Porém, talvez um corte aqui, outro acolá, desse um ritmo melhor ao longa. “The Batman” nos deixa um pouco esgotados quando soa o gongo. Um pouco menos daqueles olhares, regados à trilha romântica, entre o Morcego e a Mulher-Gato, já resolveria uns 20 minutos de película. O amor é importante? Óbvio! Afinal, sem ter a quem querer bem, qual o combustível para lutar por um mundo melhor? Mas os espectadores são perfeitamente capazes de entender a relação já na primeira cena entre ambos, e vida que segue.

O vampiro virou morcego
Por fim, vamos falar de Robert Pattinson.

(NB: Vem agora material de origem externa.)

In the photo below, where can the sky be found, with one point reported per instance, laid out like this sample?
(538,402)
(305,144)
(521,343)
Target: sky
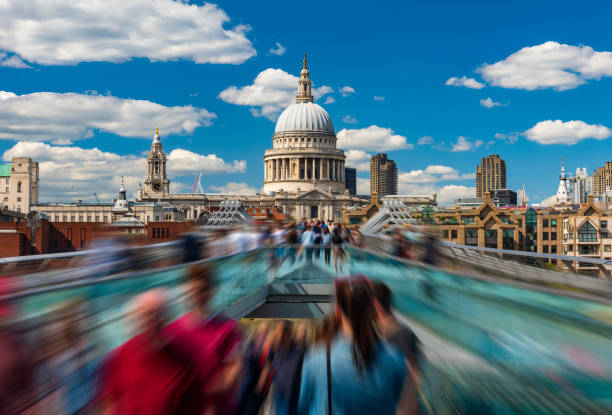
(436,85)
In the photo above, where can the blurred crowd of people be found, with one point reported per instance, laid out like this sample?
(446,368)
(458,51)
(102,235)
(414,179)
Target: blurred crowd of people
(359,359)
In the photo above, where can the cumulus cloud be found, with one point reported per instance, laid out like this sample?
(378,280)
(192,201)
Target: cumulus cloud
(570,132)
(279,50)
(463,144)
(14,62)
(425,140)
(271,91)
(549,65)
(69,173)
(181,162)
(56,32)
(433,174)
(349,119)
(70,116)
(464,81)
(372,138)
(345,91)
(489,103)
(358,159)
(233,188)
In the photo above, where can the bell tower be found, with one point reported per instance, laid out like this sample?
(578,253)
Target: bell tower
(156,182)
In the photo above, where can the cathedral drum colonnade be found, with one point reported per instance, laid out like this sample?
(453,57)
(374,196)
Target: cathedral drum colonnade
(304,156)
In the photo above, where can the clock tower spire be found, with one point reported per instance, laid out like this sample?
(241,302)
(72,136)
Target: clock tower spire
(156,182)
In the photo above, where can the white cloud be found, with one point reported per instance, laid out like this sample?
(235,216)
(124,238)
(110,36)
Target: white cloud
(349,119)
(464,81)
(15,62)
(549,65)
(489,103)
(69,173)
(510,138)
(181,162)
(71,116)
(278,51)
(358,159)
(549,201)
(57,32)
(570,132)
(363,186)
(463,144)
(233,188)
(271,92)
(433,174)
(345,91)
(372,138)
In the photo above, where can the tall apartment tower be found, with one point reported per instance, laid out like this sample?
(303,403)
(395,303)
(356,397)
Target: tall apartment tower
(490,175)
(383,176)
(602,179)
(19,184)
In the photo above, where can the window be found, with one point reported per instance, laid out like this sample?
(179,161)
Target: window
(587,233)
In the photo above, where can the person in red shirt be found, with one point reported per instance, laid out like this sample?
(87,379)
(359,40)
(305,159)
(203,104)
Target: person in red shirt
(149,374)
(212,342)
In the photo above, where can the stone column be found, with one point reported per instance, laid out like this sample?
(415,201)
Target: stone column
(314,167)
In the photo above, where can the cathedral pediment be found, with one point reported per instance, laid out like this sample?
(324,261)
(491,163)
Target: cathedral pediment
(315,194)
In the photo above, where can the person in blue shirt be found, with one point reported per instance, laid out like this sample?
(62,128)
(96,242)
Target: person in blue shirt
(367,374)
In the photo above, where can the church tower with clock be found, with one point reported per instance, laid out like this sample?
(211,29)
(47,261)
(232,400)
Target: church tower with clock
(156,182)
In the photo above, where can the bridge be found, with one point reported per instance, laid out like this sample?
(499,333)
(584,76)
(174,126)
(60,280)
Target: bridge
(498,336)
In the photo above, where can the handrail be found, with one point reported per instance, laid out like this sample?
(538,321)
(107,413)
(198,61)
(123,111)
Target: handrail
(71,254)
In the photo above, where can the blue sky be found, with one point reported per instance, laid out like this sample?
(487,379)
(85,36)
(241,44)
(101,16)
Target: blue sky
(85,87)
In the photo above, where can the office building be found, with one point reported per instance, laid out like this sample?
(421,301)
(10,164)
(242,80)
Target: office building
(490,175)
(383,176)
(350,180)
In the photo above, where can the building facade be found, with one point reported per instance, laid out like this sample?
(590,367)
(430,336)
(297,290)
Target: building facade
(19,184)
(350,180)
(383,175)
(602,179)
(490,175)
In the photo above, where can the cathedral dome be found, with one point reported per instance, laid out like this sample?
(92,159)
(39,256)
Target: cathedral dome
(304,116)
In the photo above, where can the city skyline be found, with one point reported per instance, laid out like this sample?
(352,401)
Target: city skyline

Sua atuação é honesta (gosto desses adjetivos-subjetivos nos moldes sommelier). O que mais chama a atenção em seu Bruce Wayne é que ele é construído, talvez, como aquele, entre todos os Bruces, que menos se distancia do seu alter ego. Em filmes anteriores, Bruce, mesmo que adoecido por dentro, mantém a pose de bilionário playboy rodeado por mulheres, o prestigioso cidadão de Gotham City. Lembre-se de Christian Bale em seu pseudo-disfarce, por exemplo. Contudo, nesta nova versão, a personalidade, com ou sem máscara, é a mesma: down. E de franjinha emo bem cortada.

Com tantas voltas e reviravoltas, o filme esbarra numa narrativa prolixa, algumas vezes expositiva demais, com personagens explicando o roteiro em monólogos. E tem aquele final um pouco clichê do vilão que quer “lavar a cidade” para construir uma nova Gotham. Por outro lado, a ideia de trazer temas contemporâneos, contornos de realidade no enredo dos crimes, na construção da psicologia da cidade, e a forma brutal como o diretor guia as cenas de ação, fazem dele um dos melhores exemplares a contar a história desse personagem icônico. O “Cavaleiro das Trevas”, entretanto, ainda não o vê no retrovisor.